Also November 7, 1917: the Italian armies had turned a masterly retreat into a full retreat from the Tagliamento Line. The British--actually, the Canadians on the Western Front--were reported to have taken Passchendaele, one of the war's greatest graveyards.
And on November 7, the Bolsheviki seized power. Hearst's front page streamer:
"NEW REVOLT IN PETROGRAD."
The Bolsheviks, self-styled followers of Marx and Lenin, had the support of considerable numbers of Russian troops who no longer would permit themselves to be used as cannon fodder for ignorant Russian generals to squander without end. Lenin's slogan was simple and powerful: Bread, Land, Peace.

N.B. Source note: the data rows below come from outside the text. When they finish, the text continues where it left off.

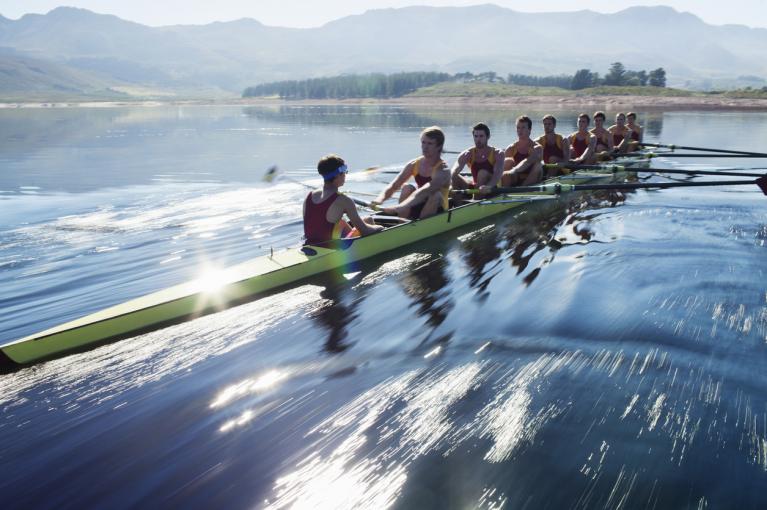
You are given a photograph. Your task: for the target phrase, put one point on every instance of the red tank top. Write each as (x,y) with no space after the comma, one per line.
(603,140)
(317,229)
(485,164)
(516,155)
(579,146)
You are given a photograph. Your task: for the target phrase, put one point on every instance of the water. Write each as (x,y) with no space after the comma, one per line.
(606,354)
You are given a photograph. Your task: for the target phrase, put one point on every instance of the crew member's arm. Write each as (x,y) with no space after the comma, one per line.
(395,184)
(497,171)
(588,153)
(346,206)
(565,149)
(459,164)
(535,156)
(440,178)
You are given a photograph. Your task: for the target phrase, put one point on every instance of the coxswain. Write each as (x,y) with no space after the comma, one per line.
(604,145)
(636,132)
(325,208)
(432,181)
(556,149)
(582,143)
(620,134)
(484,161)
(522,163)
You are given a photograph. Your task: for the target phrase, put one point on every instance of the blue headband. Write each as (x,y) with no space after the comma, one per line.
(332,175)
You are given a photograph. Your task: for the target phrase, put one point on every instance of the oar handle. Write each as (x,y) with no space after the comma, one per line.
(558,188)
(703,149)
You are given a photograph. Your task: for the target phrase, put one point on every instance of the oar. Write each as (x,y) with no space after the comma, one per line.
(273,172)
(704,149)
(650,155)
(620,168)
(557,188)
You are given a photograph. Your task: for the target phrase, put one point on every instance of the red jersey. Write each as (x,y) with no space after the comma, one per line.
(317,229)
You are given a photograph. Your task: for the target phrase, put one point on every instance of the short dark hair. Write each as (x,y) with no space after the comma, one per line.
(436,134)
(481,126)
(329,163)
(551,118)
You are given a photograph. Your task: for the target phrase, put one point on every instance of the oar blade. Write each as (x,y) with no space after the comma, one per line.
(762,183)
(271,174)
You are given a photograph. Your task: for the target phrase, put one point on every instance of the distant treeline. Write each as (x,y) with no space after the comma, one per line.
(617,76)
(380,85)
(349,86)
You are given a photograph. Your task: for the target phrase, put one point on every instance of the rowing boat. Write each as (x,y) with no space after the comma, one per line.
(263,274)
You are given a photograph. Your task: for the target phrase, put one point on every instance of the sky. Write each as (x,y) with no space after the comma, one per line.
(313,13)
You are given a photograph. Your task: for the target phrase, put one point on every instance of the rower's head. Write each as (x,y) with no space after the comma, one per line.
(583,122)
(432,141)
(524,126)
(481,134)
(333,169)
(599,118)
(549,124)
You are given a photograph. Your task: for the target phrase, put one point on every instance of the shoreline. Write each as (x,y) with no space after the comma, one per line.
(610,102)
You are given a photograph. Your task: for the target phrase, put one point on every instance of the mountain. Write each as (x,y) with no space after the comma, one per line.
(233,55)
(24,77)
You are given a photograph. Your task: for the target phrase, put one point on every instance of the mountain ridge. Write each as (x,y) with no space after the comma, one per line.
(235,54)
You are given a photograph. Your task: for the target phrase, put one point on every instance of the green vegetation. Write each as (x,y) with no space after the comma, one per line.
(348,86)
(379,85)
(618,81)
(480,89)
(746,93)
(452,89)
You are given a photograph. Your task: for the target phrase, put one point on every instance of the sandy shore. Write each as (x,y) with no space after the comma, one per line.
(606,102)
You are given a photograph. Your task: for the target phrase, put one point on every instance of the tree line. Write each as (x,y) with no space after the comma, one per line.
(617,76)
(349,86)
(379,85)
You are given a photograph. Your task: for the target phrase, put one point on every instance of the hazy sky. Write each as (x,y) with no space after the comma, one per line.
(311,13)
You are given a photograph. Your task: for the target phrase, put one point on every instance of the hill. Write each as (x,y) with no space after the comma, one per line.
(233,55)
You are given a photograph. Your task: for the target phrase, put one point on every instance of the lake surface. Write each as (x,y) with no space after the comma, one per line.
(610,352)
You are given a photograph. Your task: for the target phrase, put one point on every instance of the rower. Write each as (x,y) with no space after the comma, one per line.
(636,132)
(582,143)
(522,163)
(485,163)
(324,208)
(430,194)
(555,149)
(620,134)
(604,139)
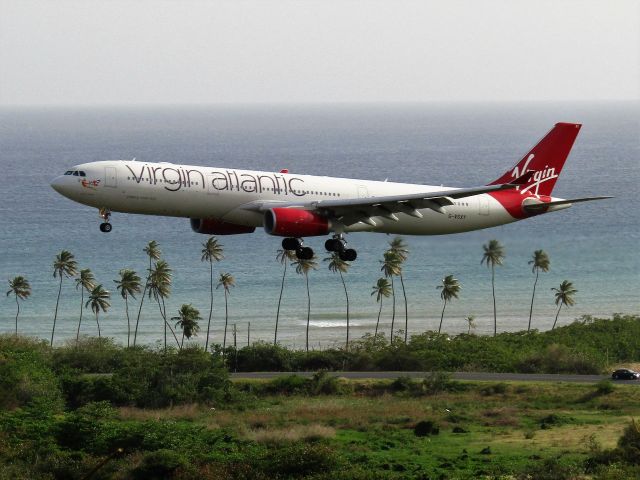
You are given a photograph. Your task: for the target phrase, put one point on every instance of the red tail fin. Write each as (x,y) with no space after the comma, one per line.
(546,160)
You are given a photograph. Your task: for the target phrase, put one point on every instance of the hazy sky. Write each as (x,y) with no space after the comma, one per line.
(174,52)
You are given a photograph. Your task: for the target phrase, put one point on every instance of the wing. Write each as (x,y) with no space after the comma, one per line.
(543,206)
(354,210)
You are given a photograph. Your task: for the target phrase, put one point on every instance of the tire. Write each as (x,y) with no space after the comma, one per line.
(348,255)
(290,243)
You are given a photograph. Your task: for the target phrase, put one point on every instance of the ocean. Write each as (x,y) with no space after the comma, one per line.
(594,245)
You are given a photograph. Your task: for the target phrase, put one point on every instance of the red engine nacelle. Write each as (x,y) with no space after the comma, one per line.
(211,226)
(292,222)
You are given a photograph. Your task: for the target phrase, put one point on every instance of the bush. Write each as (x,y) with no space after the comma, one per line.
(160,465)
(297,460)
(605,387)
(25,375)
(425,428)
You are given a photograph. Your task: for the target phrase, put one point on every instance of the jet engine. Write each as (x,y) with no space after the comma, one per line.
(293,222)
(211,226)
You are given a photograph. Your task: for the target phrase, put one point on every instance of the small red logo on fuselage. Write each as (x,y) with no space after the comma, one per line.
(90,183)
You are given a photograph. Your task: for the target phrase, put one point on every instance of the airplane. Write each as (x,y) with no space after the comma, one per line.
(228,201)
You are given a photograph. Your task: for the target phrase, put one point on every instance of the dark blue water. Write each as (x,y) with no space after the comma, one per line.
(594,245)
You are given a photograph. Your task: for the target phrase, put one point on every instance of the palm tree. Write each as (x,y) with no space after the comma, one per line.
(153,252)
(564,296)
(21,289)
(400,249)
(303,267)
(391,266)
(448,291)
(226,281)
(85,281)
(493,255)
(160,288)
(98,300)
(284,257)
(211,252)
(471,322)
(128,284)
(381,289)
(336,264)
(539,261)
(187,320)
(64,265)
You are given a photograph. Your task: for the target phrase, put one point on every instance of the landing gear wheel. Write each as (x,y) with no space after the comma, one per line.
(348,255)
(291,243)
(334,245)
(304,253)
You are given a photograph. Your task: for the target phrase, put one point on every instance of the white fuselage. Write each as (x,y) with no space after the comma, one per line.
(223,193)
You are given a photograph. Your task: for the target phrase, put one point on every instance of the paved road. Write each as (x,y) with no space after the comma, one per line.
(499,377)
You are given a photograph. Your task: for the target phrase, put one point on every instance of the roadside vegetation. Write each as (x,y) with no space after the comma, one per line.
(97,410)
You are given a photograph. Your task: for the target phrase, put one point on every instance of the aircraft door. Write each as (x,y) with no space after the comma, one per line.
(110,177)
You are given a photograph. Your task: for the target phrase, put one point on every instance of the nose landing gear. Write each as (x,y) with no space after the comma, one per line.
(105,226)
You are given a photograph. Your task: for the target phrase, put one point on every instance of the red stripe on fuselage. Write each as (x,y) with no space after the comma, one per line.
(512,200)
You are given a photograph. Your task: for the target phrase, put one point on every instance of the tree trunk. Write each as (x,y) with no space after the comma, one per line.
(146,285)
(17,313)
(308,309)
(275,335)
(126,309)
(493,291)
(393,310)
(532,297)
(55,315)
(167,324)
(375,335)
(442,317)
(406,311)
(80,320)
(344,285)
(226,322)
(206,343)
(135,332)
(557,313)
(98,323)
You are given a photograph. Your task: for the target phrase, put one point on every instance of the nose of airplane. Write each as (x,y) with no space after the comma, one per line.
(58,184)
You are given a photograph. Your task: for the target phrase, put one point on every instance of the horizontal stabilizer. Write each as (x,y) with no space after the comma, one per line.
(541,207)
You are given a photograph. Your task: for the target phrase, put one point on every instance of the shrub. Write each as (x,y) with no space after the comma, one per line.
(300,459)
(425,428)
(604,387)
(160,465)
(25,375)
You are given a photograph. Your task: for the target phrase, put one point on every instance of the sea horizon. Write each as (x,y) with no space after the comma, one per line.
(593,245)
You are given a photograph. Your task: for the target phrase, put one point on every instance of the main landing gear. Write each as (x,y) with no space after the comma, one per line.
(105,226)
(336,244)
(339,244)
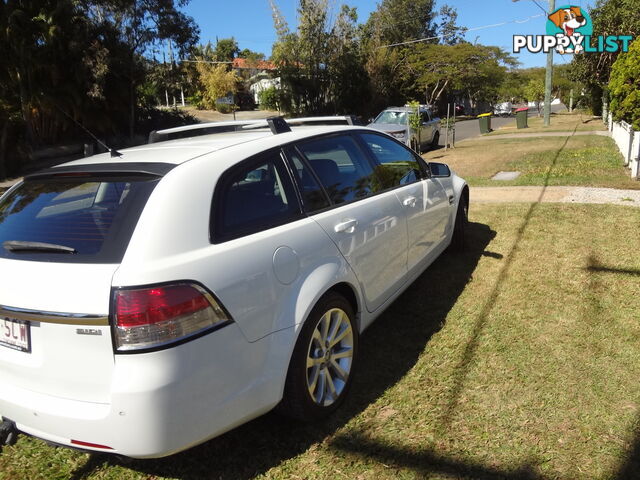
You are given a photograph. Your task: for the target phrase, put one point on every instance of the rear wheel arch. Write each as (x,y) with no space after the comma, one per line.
(349,293)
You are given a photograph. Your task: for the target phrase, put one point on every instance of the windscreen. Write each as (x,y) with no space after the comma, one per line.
(86,220)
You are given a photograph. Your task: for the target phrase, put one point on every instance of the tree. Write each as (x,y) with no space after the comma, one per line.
(447,28)
(217,81)
(226,50)
(397,21)
(251,56)
(320,64)
(138,26)
(624,86)
(610,17)
(476,71)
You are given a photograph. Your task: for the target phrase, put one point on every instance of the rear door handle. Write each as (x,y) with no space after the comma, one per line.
(347,226)
(409,202)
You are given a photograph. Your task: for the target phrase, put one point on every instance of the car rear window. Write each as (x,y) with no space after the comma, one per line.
(83,220)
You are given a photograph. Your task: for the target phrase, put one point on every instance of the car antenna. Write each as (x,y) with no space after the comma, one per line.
(112,151)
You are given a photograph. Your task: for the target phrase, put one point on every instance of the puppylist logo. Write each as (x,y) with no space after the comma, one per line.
(569,30)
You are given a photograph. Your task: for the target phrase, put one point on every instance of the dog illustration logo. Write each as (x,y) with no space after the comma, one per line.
(572,23)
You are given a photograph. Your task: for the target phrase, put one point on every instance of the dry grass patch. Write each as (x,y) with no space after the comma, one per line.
(578,161)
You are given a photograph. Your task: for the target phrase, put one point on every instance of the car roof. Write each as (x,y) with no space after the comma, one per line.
(184,149)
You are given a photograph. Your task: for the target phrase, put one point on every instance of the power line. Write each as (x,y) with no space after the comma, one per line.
(541,7)
(474,29)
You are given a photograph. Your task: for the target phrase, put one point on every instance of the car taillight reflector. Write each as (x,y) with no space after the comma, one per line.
(157,316)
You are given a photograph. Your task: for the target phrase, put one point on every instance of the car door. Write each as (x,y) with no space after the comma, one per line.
(368,226)
(424,199)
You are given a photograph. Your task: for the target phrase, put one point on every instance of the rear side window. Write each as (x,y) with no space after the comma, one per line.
(397,165)
(254,196)
(313,197)
(88,220)
(341,166)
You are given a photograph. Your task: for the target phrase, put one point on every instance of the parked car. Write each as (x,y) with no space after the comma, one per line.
(395,122)
(154,298)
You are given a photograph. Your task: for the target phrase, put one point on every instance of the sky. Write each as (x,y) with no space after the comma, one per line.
(250,21)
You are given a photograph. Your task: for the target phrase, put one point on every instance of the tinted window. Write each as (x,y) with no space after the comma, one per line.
(341,166)
(392,117)
(396,164)
(312,195)
(252,197)
(92,220)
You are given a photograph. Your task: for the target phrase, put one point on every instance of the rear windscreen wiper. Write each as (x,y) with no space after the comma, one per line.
(19,246)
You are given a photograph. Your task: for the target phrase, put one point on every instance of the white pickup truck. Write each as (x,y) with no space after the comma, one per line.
(395,122)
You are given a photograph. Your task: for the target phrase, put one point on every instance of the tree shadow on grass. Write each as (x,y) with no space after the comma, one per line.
(388,350)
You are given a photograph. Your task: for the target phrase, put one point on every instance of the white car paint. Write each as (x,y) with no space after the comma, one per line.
(74,387)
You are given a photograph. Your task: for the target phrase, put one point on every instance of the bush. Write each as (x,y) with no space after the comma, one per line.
(225,107)
(269,98)
(624,86)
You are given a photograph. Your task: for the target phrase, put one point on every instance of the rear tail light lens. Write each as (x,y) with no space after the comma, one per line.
(159,316)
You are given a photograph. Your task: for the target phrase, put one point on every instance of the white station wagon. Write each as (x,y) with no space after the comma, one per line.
(155,298)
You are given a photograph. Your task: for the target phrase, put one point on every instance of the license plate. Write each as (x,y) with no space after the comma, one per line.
(15,334)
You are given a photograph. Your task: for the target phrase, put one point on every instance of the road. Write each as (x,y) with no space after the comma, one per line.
(471,128)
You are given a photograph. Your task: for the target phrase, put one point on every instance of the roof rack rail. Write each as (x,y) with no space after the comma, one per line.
(277,125)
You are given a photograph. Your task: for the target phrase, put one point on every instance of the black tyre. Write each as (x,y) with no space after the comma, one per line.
(436,140)
(460,227)
(323,360)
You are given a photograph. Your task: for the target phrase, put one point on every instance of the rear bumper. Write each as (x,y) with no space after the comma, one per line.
(161,402)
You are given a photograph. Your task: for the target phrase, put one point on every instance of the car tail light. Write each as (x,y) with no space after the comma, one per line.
(158,316)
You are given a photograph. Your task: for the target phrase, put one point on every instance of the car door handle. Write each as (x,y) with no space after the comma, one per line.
(347,226)
(409,202)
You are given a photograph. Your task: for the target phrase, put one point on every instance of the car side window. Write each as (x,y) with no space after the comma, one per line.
(255,195)
(341,166)
(397,165)
(313,196)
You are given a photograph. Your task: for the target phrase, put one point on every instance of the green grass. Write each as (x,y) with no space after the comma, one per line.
(518,359)
(577,161)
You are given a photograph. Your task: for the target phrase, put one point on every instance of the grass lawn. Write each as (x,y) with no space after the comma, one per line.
(576,161)
(518,359)
(560,122)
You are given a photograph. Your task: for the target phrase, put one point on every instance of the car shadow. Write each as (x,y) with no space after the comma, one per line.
(388,350)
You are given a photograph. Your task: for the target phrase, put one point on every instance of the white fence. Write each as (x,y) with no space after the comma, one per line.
(628,141)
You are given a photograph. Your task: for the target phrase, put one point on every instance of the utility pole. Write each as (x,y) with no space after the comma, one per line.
(549,77)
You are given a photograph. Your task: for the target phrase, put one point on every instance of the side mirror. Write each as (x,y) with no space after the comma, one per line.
(439,170)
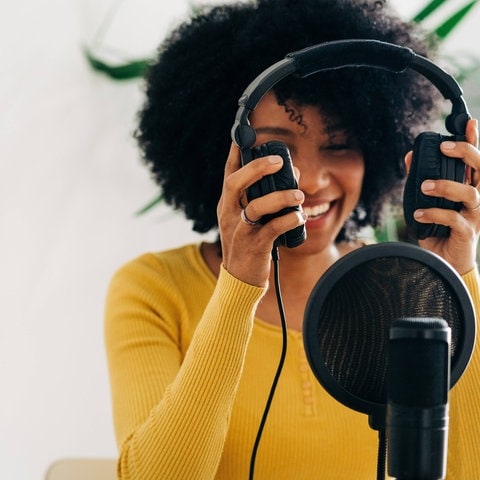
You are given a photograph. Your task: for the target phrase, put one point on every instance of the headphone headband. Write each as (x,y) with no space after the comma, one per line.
(348,53)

Bread for the starving masses; land, to be seized from landowners and given to the destitute peasantry; peace, with the Kaiser's Germany, to get Russia out of the war. The power to create a new social order would be vested in workers' and peasants' councils (Soviets) with delegates from the soldiers.
In Lenin's profuse writings, speeches and organizing efforts, he made it clear that capitalist power (the bourgeoisie) must eventually be swept away, to be supplanted by a workers' dictatorship (the proletariat). This dictatorship of the proletariat would revolutionize the entire social order, it would eliminate classes and thus eliminate class warfare and eventually lead to the "withering away" of state power.
However, until the "withering" happened, the Bolsheviks would provide the leadership of state power. Any opposition by the bourgeois enemy would be crushed without pity. The Communist Party would be the "vanguard"--the controlling force.
Hearst readers were left in little doubt as to the all-encompassing nature of the Bolshevik Revolution. Despite all the chaos of the spreading revolution, chaos compounded by counter-revolution, civil war and foreign intervention, the confusion in newspaper reports was understandable. But even at this remove in time, the Hearst papers' reporting on the first days of the Bolshevik revolution stands up as accurate.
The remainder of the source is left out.